While the Pandas-like API and methods provided off PyKX Vectors provides an effective method of applying analytics on PyKX data, the most efficient and performant way to run analytics on your data is by using PyKX/q primitives available through the `kx.q` module.

These include functionality for calculating moving averages, asof/window joins, column reversal etc. Now let's see a few examples with how you can use these functions, grouped into the following sections:

- 4.3.1 [Mathematical functions](#431-mathematical-functions)
- 4.3.2 [Iteration functions](#432-iteration-functions)
- 4.3.3 [Table functions](#433-table-functions)

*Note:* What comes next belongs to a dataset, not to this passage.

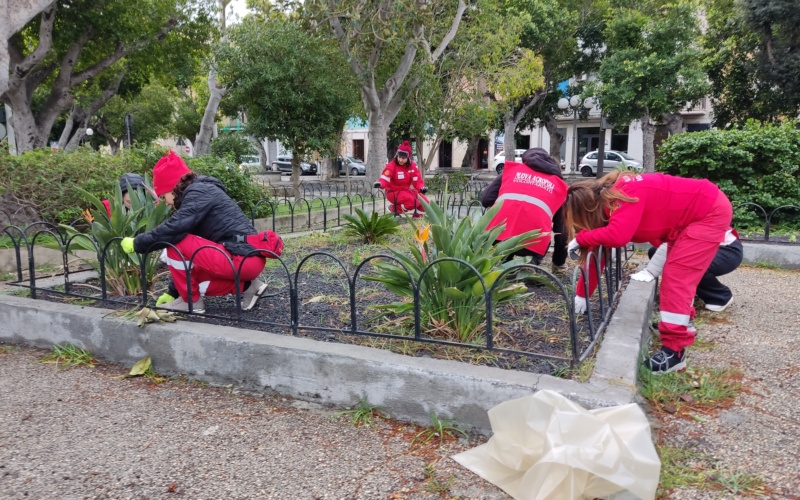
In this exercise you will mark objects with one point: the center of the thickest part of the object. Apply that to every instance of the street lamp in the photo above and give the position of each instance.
(574, 103)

#### 4.3.1 Mathematical functions

##### mavg

Calculate a series of average values across a list using a rolling window:

In [None]:
kx.q.mavg(10, kx.random.random(10000, 2.0))

##### cor

Calculate the correlation between two lists:

In [None]:
kx.q.cor([1, 2, 3], [2, 3, 4])

In [None]:
kx.q.cor(kx.random.random(100, 1.0), kx.random.random(100, 1.0))

##### prds

Calculate the cumulative product across a supplied list:

In [None]:
kx.q.prds([1, 2, 3, 4, 5])

#### 4.3.2 Iteration functions

##### each

Supplied both as a standalone primitive and as a method for PyKX Lambdas `each` allows you to pass individual elements of a PyKX object to a function:

In [None]:
kx.q.each(kx.q('{prd x}'), kx.random.random([5, 5], 10.0, seed=10))

In [None]:
kx.q('{prd x}').each(kx.random.random([5, 5], 10.0, seed=10))

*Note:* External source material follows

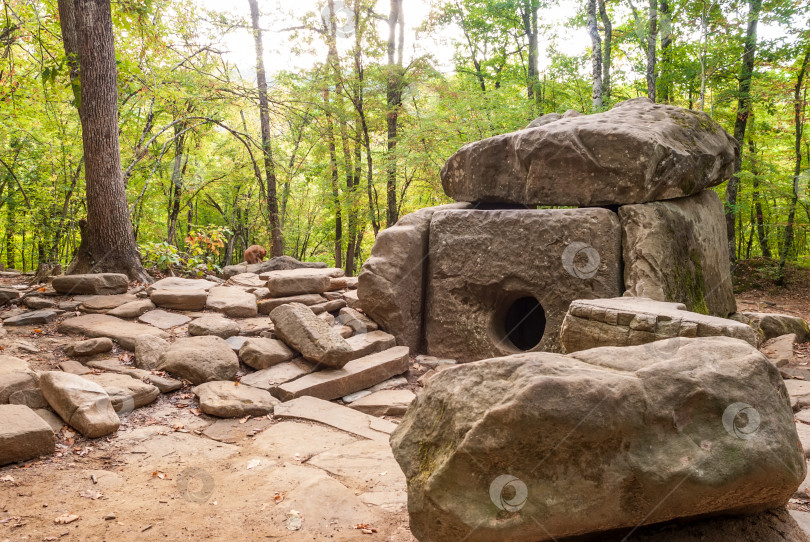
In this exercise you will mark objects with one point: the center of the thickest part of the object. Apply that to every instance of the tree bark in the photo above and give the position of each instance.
(743, 112)
(110, 240)
(264, 121)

#### 4.3.3 Table functions

##### meta

Retrieve metadata information about a table:

In [None]:
qtab = kx.Table(data = {
    'x' : kx.random.random(1000, ['a', 'b', 'c']).grouped(),
    'y' : kx.random.random(1000, 1.0),
    'z' : kx.random.random(1000, kx.TimestampAtom.inf)
})

In [None]:
kx.q.meta(qtab)

##### xasc

Sort the contents of a specified column in ascending order:

In [None]:
kx.q.xasc('z', qtab)

You can find the full list of the functions and some examples of their usage [here](../api/pykx-execution/q.md).